A personagem Irene é uma mulher madura, de 50 anos, que não sabe lidar com os afetos, o que contrasta com a expectativa de que mulheres tenham instinto maternal. Quis trazer essa perspectiva diferente. A maturidade pode nos fazer perder a poesia da vida, e o contato de Irene com a mata é, na verdade, um contato com ela mesma. Ela desperta para sua essência, mas talvez tarde demais.

 

Essa vivência te tornou uma artista mais completa, atuando e dirigindo ao mesmo tempo?

Quando escrevi o roteiro, já estava me forjando naquele espaço. Nunca deixo de ser atriz, mesmo fora do set. É uma organização mental que me mantém conectada e atenta. Na direção, especialmente nas minhas cenas, eu sentia quando algo estava bom. Perguntava ao Pablo se estava tudo certo, e ele confirmava. Com os outros atores, eu sempre verificava se estavam felizes e satisfeitos com as cenas. Confio na minha intuição e na conexão com os atores para garantir que tudo esteja funcionando bem.

 

E sobre o processo de montagem, como é ver o filme ganhar forma após todo o trabalho de escrita, atuação e direção?
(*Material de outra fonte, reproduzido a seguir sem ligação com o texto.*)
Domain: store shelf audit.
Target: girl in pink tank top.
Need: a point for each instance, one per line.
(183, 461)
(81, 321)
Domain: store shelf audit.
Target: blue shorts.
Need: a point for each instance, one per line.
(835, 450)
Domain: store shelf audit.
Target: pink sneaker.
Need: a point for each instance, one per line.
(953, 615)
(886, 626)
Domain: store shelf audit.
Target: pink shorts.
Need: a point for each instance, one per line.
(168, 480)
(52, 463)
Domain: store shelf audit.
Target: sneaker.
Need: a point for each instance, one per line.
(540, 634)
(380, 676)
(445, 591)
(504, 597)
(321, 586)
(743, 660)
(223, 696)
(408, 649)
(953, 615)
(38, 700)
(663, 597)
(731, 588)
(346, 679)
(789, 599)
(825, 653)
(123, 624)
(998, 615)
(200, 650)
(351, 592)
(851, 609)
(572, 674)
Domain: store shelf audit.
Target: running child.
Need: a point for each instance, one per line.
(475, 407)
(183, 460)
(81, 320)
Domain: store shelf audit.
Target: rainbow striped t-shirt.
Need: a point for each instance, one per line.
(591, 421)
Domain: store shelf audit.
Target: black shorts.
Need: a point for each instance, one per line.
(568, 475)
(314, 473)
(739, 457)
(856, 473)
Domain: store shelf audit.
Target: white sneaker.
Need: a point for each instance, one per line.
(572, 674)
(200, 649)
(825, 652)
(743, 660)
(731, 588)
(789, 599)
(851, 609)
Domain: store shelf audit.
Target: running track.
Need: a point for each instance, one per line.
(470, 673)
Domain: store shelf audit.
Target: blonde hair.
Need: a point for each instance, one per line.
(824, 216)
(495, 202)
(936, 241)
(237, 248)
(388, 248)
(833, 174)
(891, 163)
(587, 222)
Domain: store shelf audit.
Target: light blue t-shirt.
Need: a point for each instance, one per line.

Eu queria participar de todos os processos. Nunca tinha participado da montagem de um filme que me envolvesse diretamente. Foi fascinante ver o material ganhar corpo após escrever, construir a personagem, filmar nos locais e com as pessoas certas. Queria ter essa autonomia de voo, literalmente, porque é um projeto cultural que significa muito para mim.